Indonesian sultan (1586 –1639)

Alauddin I (born I Mangngarangi; 1586 – June 15 1639) was the fourteenth ruler of Gowa and became the first Sultan of the Sultanate of Gowa. He is recognized as first ruler of Gowa to embrace Islam. During his reign, he carried out a large-scale expansion. This massive expansion was largely driven by the spread of Islam and the Sultanate's commercial ambitions, as they aimed to dominate the trade routes and surrounding territories in Sulawesi.

== Early life ==
Alauddin, whose birth name was I Mangngarangi, was born in 1586. He was the son of the 12th King of Gowa, I Manggorai Daeng Mammeta Karaeng Bontolangkasa (or Tunijalloq), who ruled from 1565 to 1590. He was also the grandson of Tuma'parisi Kallonna (1510–1546), the ninth King of Gowa, who had previously strengthened the Kingdom of Gowa's standing in the Nusantara region.
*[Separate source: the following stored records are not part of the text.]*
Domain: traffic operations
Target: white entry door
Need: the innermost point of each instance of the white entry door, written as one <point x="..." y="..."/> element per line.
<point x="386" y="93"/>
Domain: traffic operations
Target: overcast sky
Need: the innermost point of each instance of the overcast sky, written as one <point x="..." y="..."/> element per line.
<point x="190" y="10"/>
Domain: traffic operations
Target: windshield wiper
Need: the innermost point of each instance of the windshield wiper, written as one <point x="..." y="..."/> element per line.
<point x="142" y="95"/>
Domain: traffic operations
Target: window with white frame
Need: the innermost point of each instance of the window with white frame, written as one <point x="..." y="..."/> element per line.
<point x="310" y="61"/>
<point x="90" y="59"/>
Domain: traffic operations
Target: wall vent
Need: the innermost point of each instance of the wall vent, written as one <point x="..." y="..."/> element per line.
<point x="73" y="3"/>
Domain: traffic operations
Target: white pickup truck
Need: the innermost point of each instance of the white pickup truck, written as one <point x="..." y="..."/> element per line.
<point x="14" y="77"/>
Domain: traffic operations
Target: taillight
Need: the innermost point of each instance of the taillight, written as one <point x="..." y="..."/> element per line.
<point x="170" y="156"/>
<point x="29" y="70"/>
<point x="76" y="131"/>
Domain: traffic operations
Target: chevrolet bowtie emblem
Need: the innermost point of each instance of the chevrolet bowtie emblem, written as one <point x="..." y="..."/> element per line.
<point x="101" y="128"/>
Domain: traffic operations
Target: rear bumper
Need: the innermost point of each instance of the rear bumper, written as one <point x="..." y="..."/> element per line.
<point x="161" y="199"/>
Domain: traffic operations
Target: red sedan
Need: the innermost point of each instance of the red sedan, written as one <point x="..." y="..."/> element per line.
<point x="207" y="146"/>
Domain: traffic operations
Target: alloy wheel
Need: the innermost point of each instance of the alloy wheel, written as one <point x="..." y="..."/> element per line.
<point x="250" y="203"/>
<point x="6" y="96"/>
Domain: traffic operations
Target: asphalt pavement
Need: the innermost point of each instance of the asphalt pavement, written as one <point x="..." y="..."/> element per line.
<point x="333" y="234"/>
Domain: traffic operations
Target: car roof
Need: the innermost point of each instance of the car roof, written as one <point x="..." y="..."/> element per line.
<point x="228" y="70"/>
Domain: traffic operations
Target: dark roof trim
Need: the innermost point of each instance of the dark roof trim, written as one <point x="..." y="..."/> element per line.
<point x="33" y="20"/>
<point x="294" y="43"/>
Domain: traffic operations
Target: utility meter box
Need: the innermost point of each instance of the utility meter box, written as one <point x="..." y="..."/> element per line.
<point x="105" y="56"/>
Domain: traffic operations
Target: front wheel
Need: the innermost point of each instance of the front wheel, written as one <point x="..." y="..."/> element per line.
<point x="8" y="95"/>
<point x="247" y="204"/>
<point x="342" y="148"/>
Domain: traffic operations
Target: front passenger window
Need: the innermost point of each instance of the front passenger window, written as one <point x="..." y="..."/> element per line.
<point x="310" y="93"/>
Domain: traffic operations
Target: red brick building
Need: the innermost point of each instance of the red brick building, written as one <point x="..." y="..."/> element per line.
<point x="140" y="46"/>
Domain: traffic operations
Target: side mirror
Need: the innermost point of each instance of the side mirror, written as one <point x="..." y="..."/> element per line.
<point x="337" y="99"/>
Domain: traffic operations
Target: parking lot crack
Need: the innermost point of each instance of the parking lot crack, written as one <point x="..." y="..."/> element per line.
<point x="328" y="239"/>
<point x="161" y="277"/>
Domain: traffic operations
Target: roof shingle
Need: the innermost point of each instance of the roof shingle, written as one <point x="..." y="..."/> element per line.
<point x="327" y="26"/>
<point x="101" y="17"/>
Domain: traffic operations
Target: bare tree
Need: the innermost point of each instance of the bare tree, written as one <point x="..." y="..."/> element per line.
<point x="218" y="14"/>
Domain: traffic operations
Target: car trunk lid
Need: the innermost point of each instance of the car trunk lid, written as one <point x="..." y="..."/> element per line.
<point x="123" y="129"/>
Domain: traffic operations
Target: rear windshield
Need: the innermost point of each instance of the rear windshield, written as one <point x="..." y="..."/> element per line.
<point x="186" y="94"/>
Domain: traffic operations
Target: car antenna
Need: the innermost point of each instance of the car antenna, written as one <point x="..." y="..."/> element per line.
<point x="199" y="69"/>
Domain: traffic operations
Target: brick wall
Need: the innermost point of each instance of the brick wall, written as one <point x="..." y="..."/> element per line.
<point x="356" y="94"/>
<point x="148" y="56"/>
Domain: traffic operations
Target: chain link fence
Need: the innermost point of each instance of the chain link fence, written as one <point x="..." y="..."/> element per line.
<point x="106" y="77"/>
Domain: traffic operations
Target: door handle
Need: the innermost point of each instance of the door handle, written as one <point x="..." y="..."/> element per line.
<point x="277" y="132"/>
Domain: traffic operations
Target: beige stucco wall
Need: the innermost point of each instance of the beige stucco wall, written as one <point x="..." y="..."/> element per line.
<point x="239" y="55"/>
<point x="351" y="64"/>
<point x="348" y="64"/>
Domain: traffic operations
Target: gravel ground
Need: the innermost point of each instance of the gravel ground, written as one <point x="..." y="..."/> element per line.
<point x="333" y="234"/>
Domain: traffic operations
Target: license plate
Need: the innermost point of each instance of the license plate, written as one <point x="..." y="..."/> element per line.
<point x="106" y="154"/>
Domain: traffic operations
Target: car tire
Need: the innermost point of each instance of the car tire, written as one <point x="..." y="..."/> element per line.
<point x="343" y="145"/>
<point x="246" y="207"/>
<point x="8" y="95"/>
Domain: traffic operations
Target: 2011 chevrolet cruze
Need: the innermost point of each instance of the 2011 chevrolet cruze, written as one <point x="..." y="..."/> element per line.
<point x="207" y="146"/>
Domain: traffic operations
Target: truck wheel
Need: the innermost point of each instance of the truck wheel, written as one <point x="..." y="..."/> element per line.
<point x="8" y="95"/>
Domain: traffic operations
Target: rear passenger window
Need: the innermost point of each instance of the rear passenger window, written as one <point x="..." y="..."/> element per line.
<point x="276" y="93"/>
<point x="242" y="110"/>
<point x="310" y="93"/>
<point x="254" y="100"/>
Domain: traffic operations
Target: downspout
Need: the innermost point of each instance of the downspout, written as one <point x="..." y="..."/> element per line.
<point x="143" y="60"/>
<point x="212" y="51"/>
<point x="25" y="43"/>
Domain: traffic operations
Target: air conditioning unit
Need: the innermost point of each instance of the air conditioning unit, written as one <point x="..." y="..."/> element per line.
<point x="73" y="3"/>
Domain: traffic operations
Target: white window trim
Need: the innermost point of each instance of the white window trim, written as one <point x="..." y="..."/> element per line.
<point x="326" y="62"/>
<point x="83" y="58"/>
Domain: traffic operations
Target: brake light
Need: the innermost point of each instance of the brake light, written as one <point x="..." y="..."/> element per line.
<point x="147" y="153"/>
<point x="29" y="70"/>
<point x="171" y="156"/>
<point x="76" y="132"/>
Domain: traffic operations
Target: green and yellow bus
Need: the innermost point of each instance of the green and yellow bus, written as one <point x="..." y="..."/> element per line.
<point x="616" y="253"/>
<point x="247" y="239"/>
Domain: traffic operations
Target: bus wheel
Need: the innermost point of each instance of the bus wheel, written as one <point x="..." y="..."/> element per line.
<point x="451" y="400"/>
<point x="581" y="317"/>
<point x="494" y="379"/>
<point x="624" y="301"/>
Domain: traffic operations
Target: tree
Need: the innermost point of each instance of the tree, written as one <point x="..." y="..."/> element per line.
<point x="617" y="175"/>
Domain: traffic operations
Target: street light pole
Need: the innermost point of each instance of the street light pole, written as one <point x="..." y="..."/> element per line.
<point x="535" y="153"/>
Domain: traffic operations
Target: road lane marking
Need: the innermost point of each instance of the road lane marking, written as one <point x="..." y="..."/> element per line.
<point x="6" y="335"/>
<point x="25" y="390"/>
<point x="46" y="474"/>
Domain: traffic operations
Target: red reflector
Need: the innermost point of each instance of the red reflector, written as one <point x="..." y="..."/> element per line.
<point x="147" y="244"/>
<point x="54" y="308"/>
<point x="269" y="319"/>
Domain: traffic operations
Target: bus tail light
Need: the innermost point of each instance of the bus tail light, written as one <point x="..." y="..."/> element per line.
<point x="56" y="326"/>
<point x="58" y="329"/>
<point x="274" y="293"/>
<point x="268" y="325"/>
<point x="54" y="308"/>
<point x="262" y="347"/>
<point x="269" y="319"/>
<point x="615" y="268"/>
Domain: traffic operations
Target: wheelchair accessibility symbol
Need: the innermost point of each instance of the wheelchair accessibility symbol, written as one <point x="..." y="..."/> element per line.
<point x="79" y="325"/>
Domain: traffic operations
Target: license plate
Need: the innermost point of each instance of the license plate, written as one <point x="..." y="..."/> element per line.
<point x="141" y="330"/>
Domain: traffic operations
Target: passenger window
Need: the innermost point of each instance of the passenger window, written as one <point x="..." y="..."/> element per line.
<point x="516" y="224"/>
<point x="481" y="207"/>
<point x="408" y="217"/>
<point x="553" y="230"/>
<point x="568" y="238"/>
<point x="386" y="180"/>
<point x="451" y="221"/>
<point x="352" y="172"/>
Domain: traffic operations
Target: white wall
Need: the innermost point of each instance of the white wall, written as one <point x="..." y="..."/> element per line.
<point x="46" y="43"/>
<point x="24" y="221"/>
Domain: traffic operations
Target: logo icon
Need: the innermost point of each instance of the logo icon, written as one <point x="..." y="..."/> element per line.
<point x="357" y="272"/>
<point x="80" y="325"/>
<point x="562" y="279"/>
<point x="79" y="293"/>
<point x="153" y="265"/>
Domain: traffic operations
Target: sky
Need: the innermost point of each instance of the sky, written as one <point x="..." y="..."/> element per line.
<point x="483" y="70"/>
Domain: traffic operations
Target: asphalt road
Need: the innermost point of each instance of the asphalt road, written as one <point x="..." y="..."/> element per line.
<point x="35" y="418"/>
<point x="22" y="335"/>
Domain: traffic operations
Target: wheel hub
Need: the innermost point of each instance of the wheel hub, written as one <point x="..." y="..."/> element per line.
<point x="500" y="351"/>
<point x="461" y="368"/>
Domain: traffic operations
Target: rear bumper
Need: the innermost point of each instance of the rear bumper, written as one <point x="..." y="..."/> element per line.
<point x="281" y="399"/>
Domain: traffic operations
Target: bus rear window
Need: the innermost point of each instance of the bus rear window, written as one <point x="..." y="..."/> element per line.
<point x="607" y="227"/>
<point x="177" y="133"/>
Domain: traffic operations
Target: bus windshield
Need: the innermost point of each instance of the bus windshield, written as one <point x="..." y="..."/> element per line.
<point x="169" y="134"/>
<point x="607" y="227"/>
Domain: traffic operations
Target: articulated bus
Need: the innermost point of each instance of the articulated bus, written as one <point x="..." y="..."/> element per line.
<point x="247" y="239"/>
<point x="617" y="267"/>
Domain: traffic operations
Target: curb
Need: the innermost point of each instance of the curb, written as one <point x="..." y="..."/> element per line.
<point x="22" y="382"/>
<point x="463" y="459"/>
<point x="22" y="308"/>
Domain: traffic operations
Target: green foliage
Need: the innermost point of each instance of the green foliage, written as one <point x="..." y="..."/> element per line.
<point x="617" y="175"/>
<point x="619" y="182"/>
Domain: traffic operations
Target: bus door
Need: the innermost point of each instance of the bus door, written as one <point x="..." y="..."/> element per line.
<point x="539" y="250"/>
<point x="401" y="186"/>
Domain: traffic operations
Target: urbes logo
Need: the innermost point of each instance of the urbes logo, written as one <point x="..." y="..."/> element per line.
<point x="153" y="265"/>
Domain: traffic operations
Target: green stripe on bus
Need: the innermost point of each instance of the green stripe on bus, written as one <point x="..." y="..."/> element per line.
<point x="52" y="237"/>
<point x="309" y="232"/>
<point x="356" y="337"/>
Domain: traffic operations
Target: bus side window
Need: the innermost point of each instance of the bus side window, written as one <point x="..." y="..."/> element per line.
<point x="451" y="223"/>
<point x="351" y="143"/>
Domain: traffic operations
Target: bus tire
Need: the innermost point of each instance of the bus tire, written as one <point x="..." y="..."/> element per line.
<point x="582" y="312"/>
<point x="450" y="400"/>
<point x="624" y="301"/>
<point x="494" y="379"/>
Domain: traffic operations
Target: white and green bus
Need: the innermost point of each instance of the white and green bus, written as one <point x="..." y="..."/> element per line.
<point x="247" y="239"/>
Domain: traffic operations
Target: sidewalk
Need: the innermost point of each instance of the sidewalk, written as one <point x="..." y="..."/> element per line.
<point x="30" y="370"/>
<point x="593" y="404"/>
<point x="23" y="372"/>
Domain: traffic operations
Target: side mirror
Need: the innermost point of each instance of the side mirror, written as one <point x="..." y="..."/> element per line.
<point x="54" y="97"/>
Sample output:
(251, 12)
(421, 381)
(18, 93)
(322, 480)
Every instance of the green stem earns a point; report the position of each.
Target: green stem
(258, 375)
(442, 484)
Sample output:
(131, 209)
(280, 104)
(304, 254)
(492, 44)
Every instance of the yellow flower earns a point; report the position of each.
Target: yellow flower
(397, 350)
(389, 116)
I Mangngarangi was appointed king in 1593 at the age of seven, following the end of his older brother's, Tunipasuluq's rule. He was installed by the Tummabicara Butta Makassar, Karaeng Matoaya. The Tumabicara Butta was the second highest office in the bureaucratic structure of the Gowa-Tallo Kingdom alliance acting as a Chief Minister.

By the age of nine years old he was introduced to Islam by an Islamic preacher from Minangkabau named Datuk ri Bandang, from Koto Tangah. Datuk ri Bandang converted I Mangngarangi to Islam on September 22, 1605. After converting to Islam, I Mangerangi adopted the title Alauddin, which translates to 'Above Religion' (or 'Sublimity of the Faith'). During this period, the Gowa-Tallo Kingdom was renamed to the Sultanate of Gowa.

== Reign ==
During the reign of Sultan Alauddin, the Sultanate experienced significant positive development, which can be substantiated by the various achievements he accomplished. One of his most monumental contributions to the people of Makassar, which continues to endure today, was the adoption of Islam as the official state religion, a transition that subsequently extended throughout the populace.